After the resurrection, Jesus appeared to two disciples walking on the road to Emmaus (Luke 24:13-26). They’d been in Jerusalem and were aware of Jesus’ death and reported resurrection but were disappointed and confused about these events. Jesus responded, “You foolish men and slow of heart to believe in all that the prophets have spoken! Was it not necessary for the Christ to suffer these things and to come into His glory?” (vv. 25-26). Then He explained to them all that was written about Him in the Old Testament. Jesus was the only one on earth who knew what had happened, and His Word is still explaining it to us today.

God judged sin the day Jesus was crucified.

Because He is holy and righteous, the Lord hates sin. He warned Adam and Eve that they would die if they disobeyed Him (Gen. 2: 17), and He continues to warn us in the scriptures not to rebel against Him because His wrath “is revealed from heaven against all ungodliness and unrighteousness of people who suppress the truth in unrighteousness” (Romans 1:18).

In the Old Testament, God set up a system of animal sacrifices to deal with sin. According to Hebrews 9:22, “Without the shedding of blood there is no forgiveness.” But those sacrifices were insufficient. What was needed was a perfect sacrifice, and that’s what Jesus came to be. When John the Baptist announced Him, he said, “Behold, the Lamb of God who takes away the sin of the world!” (John 1:29).

Christ was the only qualified sacrifice because He was perfect. On the cross, God “made Him who knew no sin to be sin in our behalf, so that we might become the righteousness of God in Him” (2 Cor. 5:21). Jesus was our substitute who bore the guilt and penalty of our sins so we wouldn’t have to. This was all according to the predetermined plan and foreknowledge of God. He sacrificed His Son to bear the condemnation we deserved (Acts 2:22). Now there is no condemnation for those who are in Christ Jesus (Rom. 8:1).

Christ defeated Satan on the cross.

Shortly before His crucifixion, Jesus said, “Now judgment is upon this world; now the ruler of this world will be cast out” (John 12:31). Even though Satan is still working powerfully in this world today, Jesus won the war against him on our behalf with His death and resurrection.

Satan is a defeated enemy even though he still tempts and attacks us. Christ’s victory over him guarantees that none of his accusations against us can stand because the record of our sins has been removed, and we stand in Christ’s righteousness. When we sin and confess, God promises to forgive and cleanse us from all unrighteousness (1 John 1:9). In fact, His blood is continually cleansing us every day of our lives. God will never condemn one of His blood-bought children.

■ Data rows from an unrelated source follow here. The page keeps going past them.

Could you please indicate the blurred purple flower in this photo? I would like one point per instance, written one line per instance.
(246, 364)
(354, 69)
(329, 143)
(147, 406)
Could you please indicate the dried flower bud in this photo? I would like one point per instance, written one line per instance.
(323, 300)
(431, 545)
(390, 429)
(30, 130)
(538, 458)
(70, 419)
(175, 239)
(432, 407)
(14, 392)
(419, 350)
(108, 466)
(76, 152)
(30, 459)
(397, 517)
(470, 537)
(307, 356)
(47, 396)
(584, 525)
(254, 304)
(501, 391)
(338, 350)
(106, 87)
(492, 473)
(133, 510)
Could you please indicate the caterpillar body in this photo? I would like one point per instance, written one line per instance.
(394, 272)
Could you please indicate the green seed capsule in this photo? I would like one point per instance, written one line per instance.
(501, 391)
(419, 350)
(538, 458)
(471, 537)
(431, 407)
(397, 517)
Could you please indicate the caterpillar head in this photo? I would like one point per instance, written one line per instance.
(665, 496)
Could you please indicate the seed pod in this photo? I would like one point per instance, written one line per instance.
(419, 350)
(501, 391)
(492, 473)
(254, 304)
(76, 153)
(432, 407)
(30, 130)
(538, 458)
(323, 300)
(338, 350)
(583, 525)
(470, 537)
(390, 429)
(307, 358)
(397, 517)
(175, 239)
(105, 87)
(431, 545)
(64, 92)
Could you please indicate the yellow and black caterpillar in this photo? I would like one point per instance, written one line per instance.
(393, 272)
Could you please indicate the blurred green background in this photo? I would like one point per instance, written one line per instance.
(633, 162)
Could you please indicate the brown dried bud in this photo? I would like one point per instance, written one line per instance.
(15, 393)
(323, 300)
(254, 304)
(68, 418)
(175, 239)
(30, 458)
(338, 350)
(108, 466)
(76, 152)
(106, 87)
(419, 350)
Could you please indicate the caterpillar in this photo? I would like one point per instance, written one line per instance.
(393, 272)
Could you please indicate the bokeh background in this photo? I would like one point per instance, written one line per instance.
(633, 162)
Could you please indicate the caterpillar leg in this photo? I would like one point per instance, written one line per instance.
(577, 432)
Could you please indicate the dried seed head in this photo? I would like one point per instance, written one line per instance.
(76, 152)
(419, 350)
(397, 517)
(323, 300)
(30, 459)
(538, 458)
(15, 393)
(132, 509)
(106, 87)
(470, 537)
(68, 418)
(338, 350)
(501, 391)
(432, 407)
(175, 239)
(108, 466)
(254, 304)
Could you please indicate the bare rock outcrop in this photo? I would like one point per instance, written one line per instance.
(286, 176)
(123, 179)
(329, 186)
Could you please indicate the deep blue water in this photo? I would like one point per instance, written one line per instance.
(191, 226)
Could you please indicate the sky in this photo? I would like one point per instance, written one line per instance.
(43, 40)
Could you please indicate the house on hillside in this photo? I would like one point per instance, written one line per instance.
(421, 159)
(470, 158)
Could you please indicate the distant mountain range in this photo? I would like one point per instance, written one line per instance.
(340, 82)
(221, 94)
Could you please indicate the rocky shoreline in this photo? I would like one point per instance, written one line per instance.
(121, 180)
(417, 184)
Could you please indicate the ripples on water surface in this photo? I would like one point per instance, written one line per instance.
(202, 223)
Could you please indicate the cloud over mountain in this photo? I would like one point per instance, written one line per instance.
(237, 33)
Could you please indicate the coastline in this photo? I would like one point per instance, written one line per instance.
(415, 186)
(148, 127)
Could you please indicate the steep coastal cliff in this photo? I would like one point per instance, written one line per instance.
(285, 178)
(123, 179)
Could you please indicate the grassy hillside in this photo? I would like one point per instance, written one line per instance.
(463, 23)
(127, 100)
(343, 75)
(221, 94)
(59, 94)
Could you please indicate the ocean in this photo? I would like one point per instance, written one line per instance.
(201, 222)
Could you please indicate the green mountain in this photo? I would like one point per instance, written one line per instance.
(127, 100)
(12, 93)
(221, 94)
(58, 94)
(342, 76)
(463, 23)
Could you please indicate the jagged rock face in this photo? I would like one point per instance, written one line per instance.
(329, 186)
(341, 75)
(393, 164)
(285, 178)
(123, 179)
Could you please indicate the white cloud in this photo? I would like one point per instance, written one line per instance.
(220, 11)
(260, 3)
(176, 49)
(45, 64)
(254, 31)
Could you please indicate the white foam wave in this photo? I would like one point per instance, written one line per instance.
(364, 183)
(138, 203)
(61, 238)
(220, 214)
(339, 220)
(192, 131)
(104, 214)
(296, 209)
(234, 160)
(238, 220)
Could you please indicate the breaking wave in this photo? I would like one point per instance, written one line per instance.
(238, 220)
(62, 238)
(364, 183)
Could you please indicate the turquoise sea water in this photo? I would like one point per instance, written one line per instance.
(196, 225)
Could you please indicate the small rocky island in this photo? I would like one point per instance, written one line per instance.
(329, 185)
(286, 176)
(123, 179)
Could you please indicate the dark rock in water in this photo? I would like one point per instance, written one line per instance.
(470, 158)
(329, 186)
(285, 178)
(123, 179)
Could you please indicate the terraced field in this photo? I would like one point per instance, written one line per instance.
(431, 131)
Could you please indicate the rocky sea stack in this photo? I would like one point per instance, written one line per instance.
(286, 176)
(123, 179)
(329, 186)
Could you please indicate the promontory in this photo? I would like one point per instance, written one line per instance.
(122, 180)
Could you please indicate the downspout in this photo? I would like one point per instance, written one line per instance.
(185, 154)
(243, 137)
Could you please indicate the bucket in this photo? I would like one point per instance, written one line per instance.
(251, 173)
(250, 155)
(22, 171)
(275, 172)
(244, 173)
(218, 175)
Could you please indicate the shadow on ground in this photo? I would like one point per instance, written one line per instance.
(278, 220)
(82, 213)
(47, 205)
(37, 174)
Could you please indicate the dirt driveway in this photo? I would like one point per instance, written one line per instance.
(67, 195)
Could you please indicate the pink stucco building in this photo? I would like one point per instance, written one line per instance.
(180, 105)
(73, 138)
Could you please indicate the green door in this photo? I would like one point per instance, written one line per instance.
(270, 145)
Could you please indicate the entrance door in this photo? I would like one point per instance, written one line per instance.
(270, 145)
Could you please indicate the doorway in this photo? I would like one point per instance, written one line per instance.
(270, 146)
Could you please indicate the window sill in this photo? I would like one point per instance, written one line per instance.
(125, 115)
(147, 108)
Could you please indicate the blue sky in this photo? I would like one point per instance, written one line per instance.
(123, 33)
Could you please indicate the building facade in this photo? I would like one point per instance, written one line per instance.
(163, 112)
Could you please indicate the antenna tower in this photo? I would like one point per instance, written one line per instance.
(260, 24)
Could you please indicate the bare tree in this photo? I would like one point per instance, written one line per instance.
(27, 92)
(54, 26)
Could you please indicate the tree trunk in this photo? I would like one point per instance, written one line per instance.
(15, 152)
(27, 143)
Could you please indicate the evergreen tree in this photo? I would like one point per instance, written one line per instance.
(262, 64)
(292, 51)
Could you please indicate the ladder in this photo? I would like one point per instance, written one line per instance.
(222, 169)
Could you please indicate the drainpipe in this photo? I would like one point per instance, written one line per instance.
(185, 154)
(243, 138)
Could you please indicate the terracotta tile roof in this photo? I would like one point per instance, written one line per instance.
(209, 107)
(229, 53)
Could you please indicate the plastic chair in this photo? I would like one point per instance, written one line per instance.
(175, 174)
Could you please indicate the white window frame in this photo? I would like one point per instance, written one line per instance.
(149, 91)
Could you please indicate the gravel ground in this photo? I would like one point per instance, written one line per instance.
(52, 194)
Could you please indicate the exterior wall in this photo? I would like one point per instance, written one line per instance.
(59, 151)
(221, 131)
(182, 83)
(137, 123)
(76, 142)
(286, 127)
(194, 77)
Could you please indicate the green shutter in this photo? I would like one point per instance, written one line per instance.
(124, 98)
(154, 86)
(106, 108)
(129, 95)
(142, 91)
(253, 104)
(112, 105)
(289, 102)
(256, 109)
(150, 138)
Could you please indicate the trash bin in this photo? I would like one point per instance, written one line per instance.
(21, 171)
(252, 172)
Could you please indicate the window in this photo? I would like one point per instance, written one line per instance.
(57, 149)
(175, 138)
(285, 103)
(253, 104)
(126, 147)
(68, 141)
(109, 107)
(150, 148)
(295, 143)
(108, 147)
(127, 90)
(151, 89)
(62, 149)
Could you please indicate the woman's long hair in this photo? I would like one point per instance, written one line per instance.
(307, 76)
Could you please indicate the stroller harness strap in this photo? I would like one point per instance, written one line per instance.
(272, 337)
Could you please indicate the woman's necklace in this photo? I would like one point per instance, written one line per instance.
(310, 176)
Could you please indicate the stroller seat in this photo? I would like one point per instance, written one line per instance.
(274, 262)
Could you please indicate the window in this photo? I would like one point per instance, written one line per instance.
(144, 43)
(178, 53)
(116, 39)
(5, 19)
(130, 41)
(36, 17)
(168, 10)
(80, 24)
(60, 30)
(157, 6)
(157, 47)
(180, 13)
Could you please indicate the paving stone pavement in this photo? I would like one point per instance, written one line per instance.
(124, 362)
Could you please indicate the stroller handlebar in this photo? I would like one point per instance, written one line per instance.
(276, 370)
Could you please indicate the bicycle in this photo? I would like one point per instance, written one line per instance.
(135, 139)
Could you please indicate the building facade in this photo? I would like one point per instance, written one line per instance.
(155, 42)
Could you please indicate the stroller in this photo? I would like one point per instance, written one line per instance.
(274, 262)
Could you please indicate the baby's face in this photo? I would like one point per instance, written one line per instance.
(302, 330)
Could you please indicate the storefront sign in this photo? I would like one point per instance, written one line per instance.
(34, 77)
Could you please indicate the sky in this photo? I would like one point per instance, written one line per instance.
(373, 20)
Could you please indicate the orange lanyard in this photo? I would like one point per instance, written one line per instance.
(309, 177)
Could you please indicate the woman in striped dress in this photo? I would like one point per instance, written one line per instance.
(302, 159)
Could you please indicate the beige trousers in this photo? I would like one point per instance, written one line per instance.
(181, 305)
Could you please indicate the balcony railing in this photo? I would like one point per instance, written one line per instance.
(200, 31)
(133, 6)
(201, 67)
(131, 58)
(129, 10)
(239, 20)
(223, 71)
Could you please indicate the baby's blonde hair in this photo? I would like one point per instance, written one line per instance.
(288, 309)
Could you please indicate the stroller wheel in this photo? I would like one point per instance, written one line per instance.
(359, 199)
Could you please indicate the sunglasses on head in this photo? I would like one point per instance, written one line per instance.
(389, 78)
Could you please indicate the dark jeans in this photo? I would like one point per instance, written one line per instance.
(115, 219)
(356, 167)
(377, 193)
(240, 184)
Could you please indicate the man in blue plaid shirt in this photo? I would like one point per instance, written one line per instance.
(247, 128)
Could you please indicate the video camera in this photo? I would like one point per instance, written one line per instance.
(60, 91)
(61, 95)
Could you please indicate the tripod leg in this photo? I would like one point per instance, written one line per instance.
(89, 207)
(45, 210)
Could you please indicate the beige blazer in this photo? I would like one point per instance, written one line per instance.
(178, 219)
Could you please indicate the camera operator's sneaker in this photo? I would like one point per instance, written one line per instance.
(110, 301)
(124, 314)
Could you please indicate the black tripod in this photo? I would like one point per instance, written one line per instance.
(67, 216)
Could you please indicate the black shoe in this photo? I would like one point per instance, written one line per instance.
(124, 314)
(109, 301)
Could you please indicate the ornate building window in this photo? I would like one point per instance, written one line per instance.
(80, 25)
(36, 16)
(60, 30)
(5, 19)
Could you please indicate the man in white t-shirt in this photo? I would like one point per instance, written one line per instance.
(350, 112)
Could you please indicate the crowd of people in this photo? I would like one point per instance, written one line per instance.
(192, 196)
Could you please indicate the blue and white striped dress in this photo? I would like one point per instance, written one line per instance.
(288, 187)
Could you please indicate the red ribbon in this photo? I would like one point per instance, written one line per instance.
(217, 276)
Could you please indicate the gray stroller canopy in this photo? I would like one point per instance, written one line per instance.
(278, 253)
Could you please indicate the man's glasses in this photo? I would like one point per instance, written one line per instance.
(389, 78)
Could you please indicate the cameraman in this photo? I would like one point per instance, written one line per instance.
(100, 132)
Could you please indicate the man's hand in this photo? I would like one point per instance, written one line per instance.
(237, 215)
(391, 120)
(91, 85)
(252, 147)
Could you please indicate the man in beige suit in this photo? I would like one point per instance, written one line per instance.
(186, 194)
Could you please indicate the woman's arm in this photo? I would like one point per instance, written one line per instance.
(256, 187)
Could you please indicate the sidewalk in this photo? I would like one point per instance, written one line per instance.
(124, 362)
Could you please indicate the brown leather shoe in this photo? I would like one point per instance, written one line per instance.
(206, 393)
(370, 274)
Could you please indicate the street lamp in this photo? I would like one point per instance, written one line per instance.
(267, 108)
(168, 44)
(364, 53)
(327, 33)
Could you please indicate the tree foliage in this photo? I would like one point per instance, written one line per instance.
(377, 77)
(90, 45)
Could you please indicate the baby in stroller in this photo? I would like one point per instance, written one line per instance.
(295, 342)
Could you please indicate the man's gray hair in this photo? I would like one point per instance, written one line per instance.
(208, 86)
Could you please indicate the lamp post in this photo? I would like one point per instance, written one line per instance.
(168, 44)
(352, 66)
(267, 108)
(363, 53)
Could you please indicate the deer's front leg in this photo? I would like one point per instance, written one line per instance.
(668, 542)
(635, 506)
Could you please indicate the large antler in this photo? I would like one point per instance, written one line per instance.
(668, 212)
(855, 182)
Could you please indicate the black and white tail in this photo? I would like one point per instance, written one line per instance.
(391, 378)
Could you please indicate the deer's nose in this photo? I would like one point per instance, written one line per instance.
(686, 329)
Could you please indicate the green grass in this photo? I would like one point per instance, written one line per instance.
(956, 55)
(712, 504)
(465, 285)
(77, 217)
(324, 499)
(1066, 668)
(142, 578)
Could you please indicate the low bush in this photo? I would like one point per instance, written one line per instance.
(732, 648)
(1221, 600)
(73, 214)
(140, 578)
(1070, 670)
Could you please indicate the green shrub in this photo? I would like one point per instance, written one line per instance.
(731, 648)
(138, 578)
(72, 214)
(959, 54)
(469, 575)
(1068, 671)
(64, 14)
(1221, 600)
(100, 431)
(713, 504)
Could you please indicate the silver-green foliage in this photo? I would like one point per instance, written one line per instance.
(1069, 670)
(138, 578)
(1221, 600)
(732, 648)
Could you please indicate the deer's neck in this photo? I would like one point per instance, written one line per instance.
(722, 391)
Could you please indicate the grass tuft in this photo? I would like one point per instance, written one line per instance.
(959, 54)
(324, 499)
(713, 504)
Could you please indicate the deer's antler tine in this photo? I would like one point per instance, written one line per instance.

God reconciled us to Himself through Christ.

Reconcile means to bring back together two parties who were formerly estranged. Our sin has alienated us from a holy God, and there is nothing we can do to remedy the situation. But the Lord took the initiative to reconcile us to Himself by sending His Son to satisfy His righteous justice on the cross (2 Corinthians 5:17-18). Jesus bore the tidal wave of God’s wrath that we deserved so we wouldn’t have to. He was forsaken so we could be accepted (Matthew 27:46). Right before His death, Jesus cried out, “It is finished!” (John 19:30). Redemption and reconciliation were complete. Through faith in Christ, the enmity is gone, and as God’s beloved children, we’re clothed with the righteousness of Christ (2 Cor. 5:21).